In that regard, the Special Master concluded that, in order to recover from the settlements for the incorporated capacitor commerce, the objecting class members would still need to make a satisfactory evidentiary showing to the DPPs that they would have a reasonable chance of prevailing on such claims. In particular, they would need to produce evidence establishing that it was reasonably foreseeable to the defendants that the capacitors that they sold at artificially inflated prices would be shipped to the objecting class members in the U.S. in the finished products at issue, and have an effect on U.S. commerce—an “evidentiary challenge” that the Special Master deemed “not insignificant.”

In doing so, the Special Master rejected the objecting class members’ argument that the defendants’ knowledge and intent is not relevant to the FTAIA. The Special Master noted that Flextronics “presented evidence that defendants sold capacitors to Flex Affiliates knowing that the capacitors would be incorporated into goods that were intended to be (and were) shipped to the U.S.” “Accordingly, there is a mens rea requirement under the FTAIA in that, at the very least, it must be reasonably foreseeable to a defendant its sale of goods at artificially inflated prices will be shipped to the United States where it will have an effect on U.S. commerce.”

The objecting class members took issue with the Special Master’s interpretation of the FTAIA, and with the authority given to DPPs to allocate the settlement funds. The objectors argued that their purchases of incorporated capacitors are import commerce and “thus are not subject to the FTAIA’s requirement that defendants reasonably foresaw an effect on the United States.” The objecting class members claim that the Special Master did not consider this situation because he only addressed their evidentiary burden “if Objecting Members were to pursue claims under a domestic effects theory.” DPPs filed a response to this, arguing that Judge Donato should adopt the Special Master’s recommendation in full, including the Special Master’s conclusion that the objecting class members are required to submit evidence to DPPs to substantiate its claims based on the foreign commerce.

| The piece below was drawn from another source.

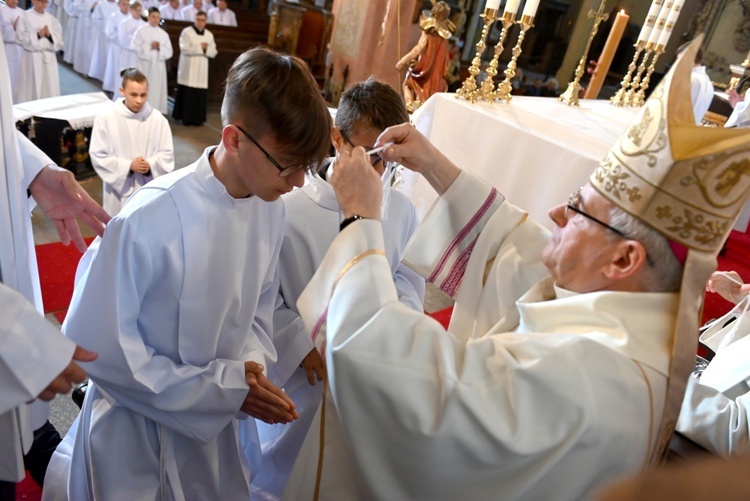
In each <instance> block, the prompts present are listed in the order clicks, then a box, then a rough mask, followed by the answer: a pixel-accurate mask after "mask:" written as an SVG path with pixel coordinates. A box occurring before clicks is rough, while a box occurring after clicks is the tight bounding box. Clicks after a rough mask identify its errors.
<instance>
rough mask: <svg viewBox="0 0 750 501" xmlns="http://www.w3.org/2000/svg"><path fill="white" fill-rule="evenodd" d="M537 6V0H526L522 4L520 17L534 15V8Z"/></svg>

Special Master’s November 1 Report & Recommendation

Judge Donato asked the Special Master to submit a supplemental report, which he did on November 1, 2019. In the second report (17-md-2801, ECF No. 2473), the Special Master upheld his original recommendations and clarified that his “decision to recommend compensation for incorporated capacitor claims was not based on a finding” that the commerce at issues constituted import commerce or non-import commerce with domestic effects under the FTAIA. He only found that “a Sherman Act claim and/or an alternative FTAIA claim is sufficiently viable to justify compensation” and that the value of such a claim will be “subject to litigation risk which may or may not be higher than claims based on raw capacitor purchases.”

We will now have to wait and see what approach the District Court takes in this interesting spin-off to the main litigation, which may provide a clear approach for how to apply the FTAIA to incorporated product claims.